Die Neudefinition von Malerei während der 1940er Jahre gelang einer Reihe von amerikanischen Künstlern, indem sie von Paul Klee entwickelte Konzepte auf ihre eigenen Arbeitsprozesse übertrugen. Zu den wichtigsten Grundlagen gehörte die Arbeit mit dem Unbewussten, die auch die Surrealisten in Form des Automatischen Schreibens und Zeichnens pflegten. Spontan gezeichnete Liniengefüge in einem zweiten Schritt kontrolliert weiterzubearbeiten, war aber nur eine der Inspirationsquellen. Eine weitere Möglichkeit stellte die Auseinandersetzung mit dem „Ursprung“ der Kunst bzw. der Kreativität in Form von Kinderzeichnungen und ethnografischen Werken dar, der im Einsatz von Symbolen und Zeichen zum Ausdruck kam. Der Zeichner Klee, der sich mit der Linie ausdrückte, zählte daher genauso zu den Vorbildern der zehn in Bern ausgestellten Amerikaner –wie der späte Klee, der sich mit Hieroglyphen, Kalligrafie und anderen archaischen Zeichen auseinandersetzte.
Es ist daher einerseits eine gewisse formale Ähnlichkeit zwischen einigen Werken nicht ausgeschlossen, andererseits interessierte die Kuratorin verstärkt eine intellektuelle, reflektierte Haltung zum Wahl-Schweizer: Das freie Schweben geheimnisvoller Symbole, die in den Werken Klees bereits angedeutete All-over-Struktur (d.h. die Formationen könnten über den Bildrand hinausgeführt werden), das spannungsvolle Arbeiten mit Zentrum und Peripherie in vielen abstrakten Kompositionen, der deutliche Gegensatz zwischen Figur und Grund, zwischen klar gezogener Linie und Form und malerisch differenziertem Hintergrund, Klees poetische Titel.
„Der Automatismus der Surrealisten [ist] eine Form des Kritzelns. […] Ich denke, Kritzeln ist grundsätzlich einer der möglichen Wege zu zeichnen.
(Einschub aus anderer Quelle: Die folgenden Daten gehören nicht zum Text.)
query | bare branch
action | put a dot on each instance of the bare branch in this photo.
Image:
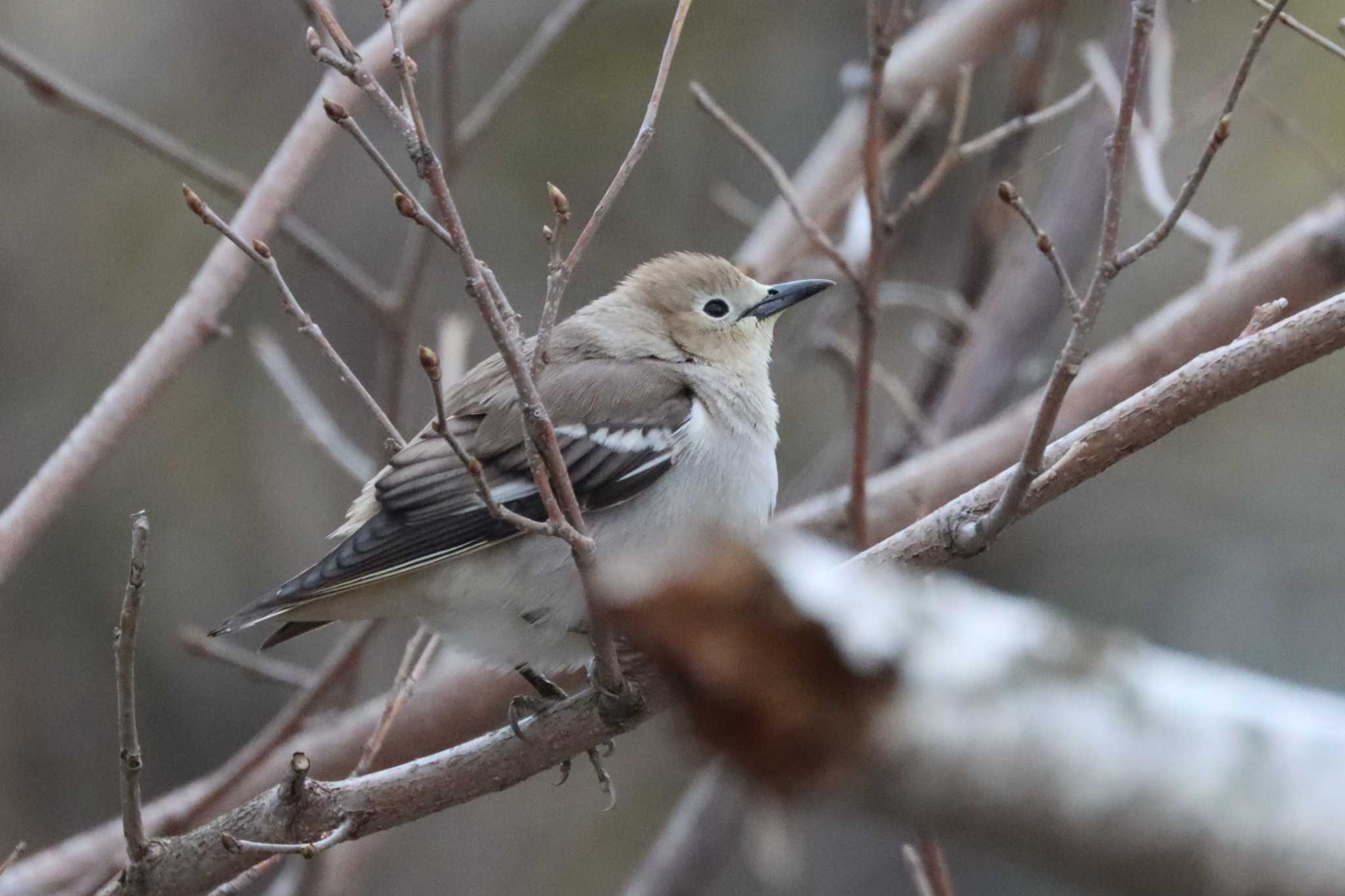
(1302, 263)
(557, 282)
(1294, 24)
(1265, 316)
(191, 323)
(240, 884)
(1149, 165)
(60, 92)
(324, 15)
(340, 834)
(947, 161)
(900, 396)
(395, 796)
(1216, 139)
(1189, 391)
(420, 651)
(957, 698)
(927, 56)
(553, 26)
(782, 182)
(313, 416)
(1011, 196)
(974, 535)
(261, 254)
(1015, 127)
(458, 700)
(342, 660)
(137, 845)
(250, 662)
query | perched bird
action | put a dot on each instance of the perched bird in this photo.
(663, 410)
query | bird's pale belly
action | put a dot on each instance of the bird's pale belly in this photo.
(522, 601)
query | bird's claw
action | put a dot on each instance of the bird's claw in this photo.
(519, 708)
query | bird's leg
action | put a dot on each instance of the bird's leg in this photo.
(548, 695)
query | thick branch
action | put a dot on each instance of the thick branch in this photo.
(58, 91)
(1189, 391)
(1090, 753)
(1302, 263)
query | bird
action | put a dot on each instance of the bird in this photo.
(662, 406)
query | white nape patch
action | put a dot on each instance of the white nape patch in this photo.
(868, 624)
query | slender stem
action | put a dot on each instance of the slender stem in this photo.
(1216, 139)
(1011, 195)
(553, 26)
(343, 832)
(342, 660)
(57, 91)
(557, 284)
(947, 161)
(974, 535)
(1294, 24)
(261, 254)
(314, 418)
(782, 182)
(132, 826)
(420, 651)
(1015, 127)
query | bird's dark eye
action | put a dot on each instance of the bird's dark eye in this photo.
(716, 308)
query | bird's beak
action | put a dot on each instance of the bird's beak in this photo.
(782, 296)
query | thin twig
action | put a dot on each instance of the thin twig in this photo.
(996, 136)
(947, 161)
(782, 182)
(342, 660)
(1294, 24)
(323, 14)
(552, 27)
(60, 92)
(1149, 165)
(557, 282)
(1265, 316)
(1216, 139)
(313, 416)
(974, 535)
(1011, 196)
(420, 651)
(14, 856)
(137, 845)
(261, 254)
(902, 399)
(554, 486)
(240, 884)
(343, 832)
(254, 664)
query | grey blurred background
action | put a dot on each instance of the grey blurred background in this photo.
(1223, 539)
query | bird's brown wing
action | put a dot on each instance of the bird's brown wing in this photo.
(615, 422)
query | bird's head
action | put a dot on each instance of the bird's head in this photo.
(689, 307)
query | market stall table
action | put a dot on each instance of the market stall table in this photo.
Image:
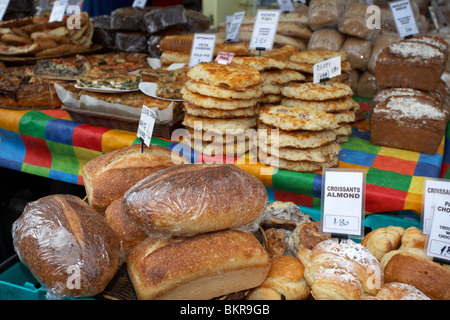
(49, 144)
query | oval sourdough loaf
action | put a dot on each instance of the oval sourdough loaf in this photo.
(67, 246)
(196, 198)
(201, 267)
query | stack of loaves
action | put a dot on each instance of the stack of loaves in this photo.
(220, 106)
(310, 123)
(405, 119)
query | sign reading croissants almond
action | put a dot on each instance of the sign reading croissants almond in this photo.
(343, 198)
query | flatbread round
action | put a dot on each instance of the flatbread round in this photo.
(317, 91)
(236, 77)
(218, 113)
(344, 104)
(219, 125)
(297, 118)
(216, 103)
(222, 93)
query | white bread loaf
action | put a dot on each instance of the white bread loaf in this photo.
(201, 267)
(196, 198)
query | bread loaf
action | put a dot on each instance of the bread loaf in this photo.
(110, 175)
(67, 246)
(196, 198)
(202, 267)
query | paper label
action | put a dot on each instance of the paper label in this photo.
(58, 10)
(327, 69)
(3, 6)
(436, 192)
(202, 48)
(343, 193)
(265, 29)
(404, 18)
(139, 4)
(439, 236)
(224, 57)
(286, 5)
(146, 125)
(232, 30)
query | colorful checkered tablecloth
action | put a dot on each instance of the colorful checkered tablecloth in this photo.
(47, 143)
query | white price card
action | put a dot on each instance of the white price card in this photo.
(3, 6)
(404, 18)
(343, 198)
(58, 10)
(436, 192)
(232, 31)
(327, 69)
(202, 48)
(286, 5)
(265, 29)
(139, 4)
(146, 125)
(438, 241)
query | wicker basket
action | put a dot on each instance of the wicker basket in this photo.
(162, 129)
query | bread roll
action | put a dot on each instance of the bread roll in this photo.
(67, 246)
(110, 175)
(196, 198)
(202, 267)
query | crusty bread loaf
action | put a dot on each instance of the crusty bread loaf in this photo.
(196, 198)
(429, 277)
(128, 233)
(202, 267)
(67, 246)
(110, 175)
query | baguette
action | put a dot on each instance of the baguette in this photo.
(198, 268)
(196, 198)
(59, 237)
(109, 176)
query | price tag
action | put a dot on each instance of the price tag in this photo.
(139, 4)
(343, 198)
(438, 243)
(224, 57)
(235, 21)
(404, 18)
(286, 5)
(3, 6)
(436, 193)
(327, 69)
(265, 29)
(59, 10)
(202, 48)
(146, 125)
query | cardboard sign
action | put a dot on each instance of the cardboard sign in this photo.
(265, 29)
(343, 198)
(404, 18)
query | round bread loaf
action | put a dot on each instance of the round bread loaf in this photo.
(67, 246)
(196, 198)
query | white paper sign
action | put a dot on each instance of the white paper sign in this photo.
(404, 18)
(265, 29)
(439, 237)
(139, 4)
(343, 193)
(327, 69)
(59, 10)
(3, 6)
(146, 125)
(202, 48)
(232, 30)
(286, 5)
(436, 192)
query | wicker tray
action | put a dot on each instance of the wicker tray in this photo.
(162, 129)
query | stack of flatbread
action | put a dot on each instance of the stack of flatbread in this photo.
(310, 120)
(220, 104)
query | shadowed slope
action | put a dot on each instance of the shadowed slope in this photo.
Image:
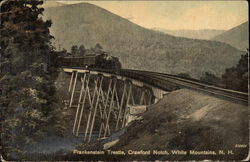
(137, 47)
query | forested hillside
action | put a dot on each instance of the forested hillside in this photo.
(137, 47)
(237, 37)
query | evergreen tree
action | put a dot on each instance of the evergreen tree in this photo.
(27, 89)
(237, 77)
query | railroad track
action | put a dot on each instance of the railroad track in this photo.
(160, 80)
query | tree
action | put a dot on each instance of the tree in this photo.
(236, 78)
(81, 50)
(28, 89)
(74, 50)
(98, 49)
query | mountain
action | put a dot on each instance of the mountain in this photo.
(48, 4)
(194, 34)
(138, 47)
(237, 37)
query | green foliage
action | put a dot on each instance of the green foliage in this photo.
(77, 52)
(237, 77)
(137, 47)
(26, 59)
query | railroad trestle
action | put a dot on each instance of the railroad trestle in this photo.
(102, 101)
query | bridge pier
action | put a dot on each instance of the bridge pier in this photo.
(103, 107)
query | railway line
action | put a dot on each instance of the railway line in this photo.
(161, 80)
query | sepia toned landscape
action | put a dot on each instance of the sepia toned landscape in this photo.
(124, 81)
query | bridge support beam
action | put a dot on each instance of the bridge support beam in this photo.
(102, 103)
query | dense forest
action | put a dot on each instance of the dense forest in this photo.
(29, 67)
(138, 47)
(27, 87)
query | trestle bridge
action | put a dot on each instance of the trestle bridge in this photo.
(103, 98)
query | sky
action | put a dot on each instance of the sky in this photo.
(176, 15)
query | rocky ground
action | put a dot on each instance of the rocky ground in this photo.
(182, 121)
(185, 120)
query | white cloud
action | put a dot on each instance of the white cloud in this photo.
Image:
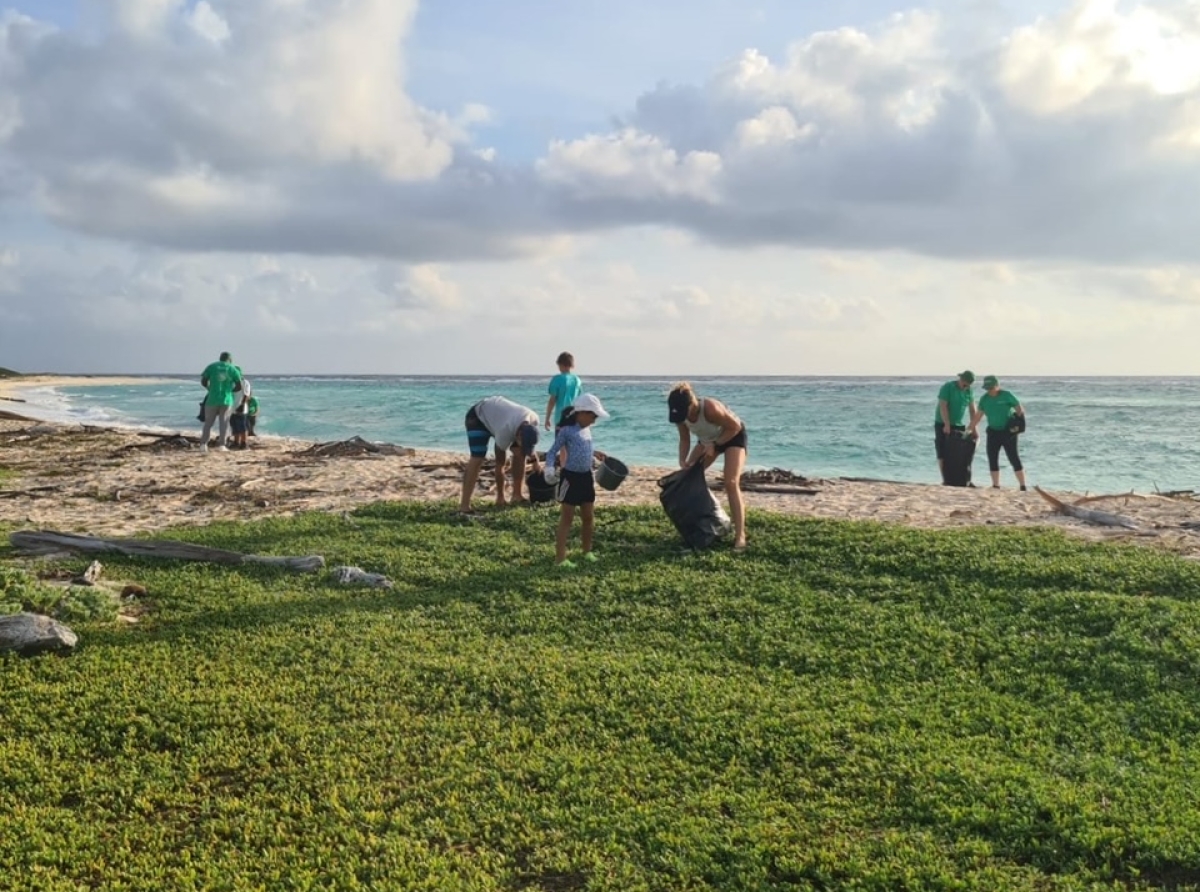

Soviel ich weiß, beginnt Paul Klee, mit Ausnahme seiner frühen Werke, jedes Mal mit Kritzeln.“ (Robert Motherwell über den „Ober-Kritzler“ Paul Klee)
Mark Tobey wurde mit „White Writing“ bekannt, Gemälden mit kalligrafischen Strukturen, die ihm halfen, das Pulsieren der modernen Großstadt in bewegliche, zitternde Notationen zu übertragen. Über die Galerie Beyeler, bei der Tobey selbst auch ausstellte, kaufte er 1963 ein Werk Paul Klees.
„Mit Erfahrung scheint es möglich zu sein, den Farbfluss weitgehend zu kontrollieren. […] Ich arbeite nicht mit Zufall – weil ich den Zufall vermeide. Ich arbeite von Innen nach Außen, wie die Natur. Ich bin Natur.“ (Jackson Pollock)
Wenn sich Jackson Pollock mehrfach negativ über die Kleinheit von Paul Klees Werken äußerte, so verdankte er dennoch der Auseinandersetzung mit dessen Werk wichtige Befreiungsschläge für seine spätere Drip-Technik. Bewegung der Linie, All-over-Komposition und prozessuales Denken entstanden aus Pollocks Beschäftigung mit dem Automatismus der Surrealisten, der Kunst der amerikanischen Ureinwohner und Paul Klees dichten, rhythmisierten Linienstrukturen. Im Gegensatz zu Klee führte er jedoch diese Idee in großen Gesten und tänzerisch-performativer Weise am Boden in Großformaten aus.
Die 1935 gegründete Künstlergruppe „The Ten“, u.a. bestehend aus Adolph Gottlieb, Mark Rothko, John D. Graham, Joseph Solman und Theodoros Stamos, setzte sich zum Ziel, verschiedene Stilrichtungen in ihren Werken miteinander zu kombinieren. Vorbild für diese Auffassung war das Werk von Paul Klee. Im Werk von Adolph Gottlieb zeigt sich der Einfluss des Deutschen Grafikers und Malers in dessen Auseinandersetzung mit der Kunst der First Nations (oder „Native Americans“) und der Entwicklung von Piktogrammen. Auch Theodoros Stamos fand in Hieroglyphen (Mexiko), im pflanzlichen Wachstumsprozess sowie spontan-unbewussten Arbeitsweisen Motive und Methoden, die ihn von der Erzählung wegführten.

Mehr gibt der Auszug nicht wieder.